Sources: National Institute for Occupational Safety and Health (NIOSH) and Occupational Safety and Health Administration (OSHA).
Training key to avoid another SARS
The Centers for Disease Control and Prevention (CDC) emphasizes the importance of training workers participating in respiratory protection programs. Paul A. Jensen, PhD, engineering director in the CDC Division of TB Elimination, says, "Some people jump to the fit-testing issue, but if we train people properly, then fit-testing can be used as a part of the training program."
Such training should include the types of respirators used in the hospital and, for example, whether a basic N95 mask is appropriate for TB patient care or if a powered air-purifying respirator should be worn when doing a procedure on a TB patient that may generate aerosols, he explains. Though health care workers certainly were exposed to undiagnosed cases of SARS during the 2003 outbreak in Toronto, a contributing factor to the occupational infections may have been their lack of training and familiarity with respirators.

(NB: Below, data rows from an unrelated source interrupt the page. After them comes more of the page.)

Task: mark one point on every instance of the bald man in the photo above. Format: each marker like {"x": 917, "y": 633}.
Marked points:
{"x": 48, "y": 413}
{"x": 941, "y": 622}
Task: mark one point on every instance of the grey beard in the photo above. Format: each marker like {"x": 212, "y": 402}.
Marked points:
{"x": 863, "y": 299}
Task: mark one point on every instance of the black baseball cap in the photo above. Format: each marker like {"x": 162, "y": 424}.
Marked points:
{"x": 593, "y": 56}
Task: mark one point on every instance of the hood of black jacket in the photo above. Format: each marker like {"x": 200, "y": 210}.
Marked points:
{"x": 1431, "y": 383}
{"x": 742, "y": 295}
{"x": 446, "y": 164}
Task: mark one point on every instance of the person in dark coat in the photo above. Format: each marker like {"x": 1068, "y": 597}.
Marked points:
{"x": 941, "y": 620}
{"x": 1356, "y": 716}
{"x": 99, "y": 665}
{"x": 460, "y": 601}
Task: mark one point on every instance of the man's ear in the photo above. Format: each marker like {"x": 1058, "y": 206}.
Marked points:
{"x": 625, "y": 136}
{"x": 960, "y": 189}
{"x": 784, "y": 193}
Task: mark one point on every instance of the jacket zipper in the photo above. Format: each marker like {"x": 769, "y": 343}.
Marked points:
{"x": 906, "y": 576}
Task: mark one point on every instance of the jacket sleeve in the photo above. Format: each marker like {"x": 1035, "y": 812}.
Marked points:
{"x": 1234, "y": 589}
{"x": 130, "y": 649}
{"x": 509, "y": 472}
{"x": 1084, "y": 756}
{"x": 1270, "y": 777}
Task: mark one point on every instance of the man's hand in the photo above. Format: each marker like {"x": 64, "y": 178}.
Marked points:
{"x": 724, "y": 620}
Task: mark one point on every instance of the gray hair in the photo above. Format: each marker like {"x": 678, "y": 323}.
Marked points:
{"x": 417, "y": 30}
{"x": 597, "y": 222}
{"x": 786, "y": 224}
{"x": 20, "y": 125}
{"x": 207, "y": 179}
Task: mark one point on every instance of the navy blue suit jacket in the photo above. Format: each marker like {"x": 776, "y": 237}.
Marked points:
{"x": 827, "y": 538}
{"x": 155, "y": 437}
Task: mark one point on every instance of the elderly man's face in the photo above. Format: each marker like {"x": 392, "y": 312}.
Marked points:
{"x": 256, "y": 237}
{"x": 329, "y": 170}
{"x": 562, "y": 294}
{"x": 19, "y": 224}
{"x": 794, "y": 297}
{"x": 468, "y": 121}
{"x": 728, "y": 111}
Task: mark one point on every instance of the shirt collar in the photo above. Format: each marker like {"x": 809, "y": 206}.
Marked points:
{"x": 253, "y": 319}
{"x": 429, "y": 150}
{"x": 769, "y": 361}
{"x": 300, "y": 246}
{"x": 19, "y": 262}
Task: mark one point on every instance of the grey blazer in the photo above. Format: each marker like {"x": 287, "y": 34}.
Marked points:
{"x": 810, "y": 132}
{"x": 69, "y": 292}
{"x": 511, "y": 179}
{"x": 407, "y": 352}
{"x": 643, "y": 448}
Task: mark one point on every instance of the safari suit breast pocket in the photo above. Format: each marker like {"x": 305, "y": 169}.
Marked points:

"That's one of the theories in Toronto," Jensen says. "They had the equivalent of N95s but they didn't really have the training and they did not ensure that people were initially assigned the proper respirator."
Such cautionary tales were sufficiently motivating for some occupational health professionals to adopt annual fit-testing even when the OSHA enforcement exemption was in place. "We went ahead and did it, so now this will have no impact on us," says Susan Johnson, assistant director and medical center safety officer at Vanderbilt University Medical Center in Nashville, TN. "From our perspective it's not just TB, it's any kind of airborne-type disease."
Indeed, Tennessee OSHA state plan officials advised them that the annual fit-testing exclusion would not apply if respirators were being used to protect health care workers against airborne pathogens other than TB, Johnson says. "So we just said, 'We are just going to come to the table and do what we need to do.'"
Going to an annual fit-testing program will be labor-intensive for those hospitals that have not been doing so, says Johnson, emphasizing that limiting the number of employees designated for testing is a common approach to controlling costs.
"We have over 800 beds, and unfortunately we don't cohort TB patients," Johnson says. "Some hospitals get to cohort and so therefore they can limit the staff that are fit-tested. We have not done that, so we fit-test about 4,000 people a year. We had to hire a tech just to do that. It will have an impact. It's one more thing that you have to do."
Johnson's program uses the qualitative test, which indicates fit-test failure if the worker can taste exposure to a sweet or bitter agent. "We've been doing this for three years. It is a big program, but we just kind of chipped away it," she reports. "When we first implemented it, we had a committee that included safety, infection control nurses, and occupational health. I won't say it has been a seamless process, but we have tried to make it that way."
The program ensures that hospital staff are familiar with their respirators, and are well trained in donning and removing them should another airborne infection such as SARS emerge. "We have seen that the training is worth it; to get everyone on staff on an annual basis is worth it," Johnson says.